Wiedemann R, Scheidel P, Wiesinger H, Hepp H
Geburtshilfe Frauenheilkd. 1987 Feb;47(2):96-100. doi: 10.1055/s-2008-1035783.
Even today, the etiology of proximal tubal occlusion is still a controversial subject. The introduction of microsurgery in gynecology has provided a method of eliminating the main symptom of proximal tubal occlusion, i.e., sterility. Pregnancy rates of 25-30% can be achieved in overall patient collectives. Accurate histologic analyses of the specimens are essential for clinicopathological classification in three prognosis groups. For stage I patients, pregnancy rates of up to 50% (patient-related) can be achieved.
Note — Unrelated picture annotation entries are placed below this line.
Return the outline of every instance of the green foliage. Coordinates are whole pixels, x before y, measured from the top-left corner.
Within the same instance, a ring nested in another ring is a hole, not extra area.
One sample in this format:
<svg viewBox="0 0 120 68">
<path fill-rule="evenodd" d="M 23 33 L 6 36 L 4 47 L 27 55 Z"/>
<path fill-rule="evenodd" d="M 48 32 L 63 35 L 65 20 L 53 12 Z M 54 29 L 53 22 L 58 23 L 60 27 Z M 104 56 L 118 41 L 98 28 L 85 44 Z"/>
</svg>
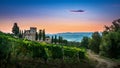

Postoperative counseling can thus be differentiated on the basis of the histological results. For stage III patients the pregnancy rate is unlikely to be acceptable, even after waiting for a prolonged period of time. It has not been established whether reconstructive tubal surgery or alternative therapeutic procedures (I.V.F. and E.T.) have better chances of success in stage II. Accurate histologic analysis of the surgical specimens is an essential prerequisite for individualized sterility counseling and therapy.
即便在今天,近端输卵管阻塞的病因仍是一个存在争议的话题。妇科显微手术的引入提供了一种消除近端输卵管阻塞主要症状(即不育)的方法。在总体患者群体中,妊娠率可达25% - 30%。对标本进行准确的组织学分析对于分为三个预后组的临床病理分类至关重要。对于I期患者,(与患者相关的)妊娠率可达50%。因此,术后咨询可根据组织学结果进行区分。对于III期患者,即使经过长时间等待,妊娠率也不太可能令人满意。目前尚未确定在II期,输卵管重建手术或替代治疗程序(体外受精和胚胎移植)是否有更好的成功机会。对手术标本进行准确的组织学分析是个体化不育咨询和治疗的必要前提。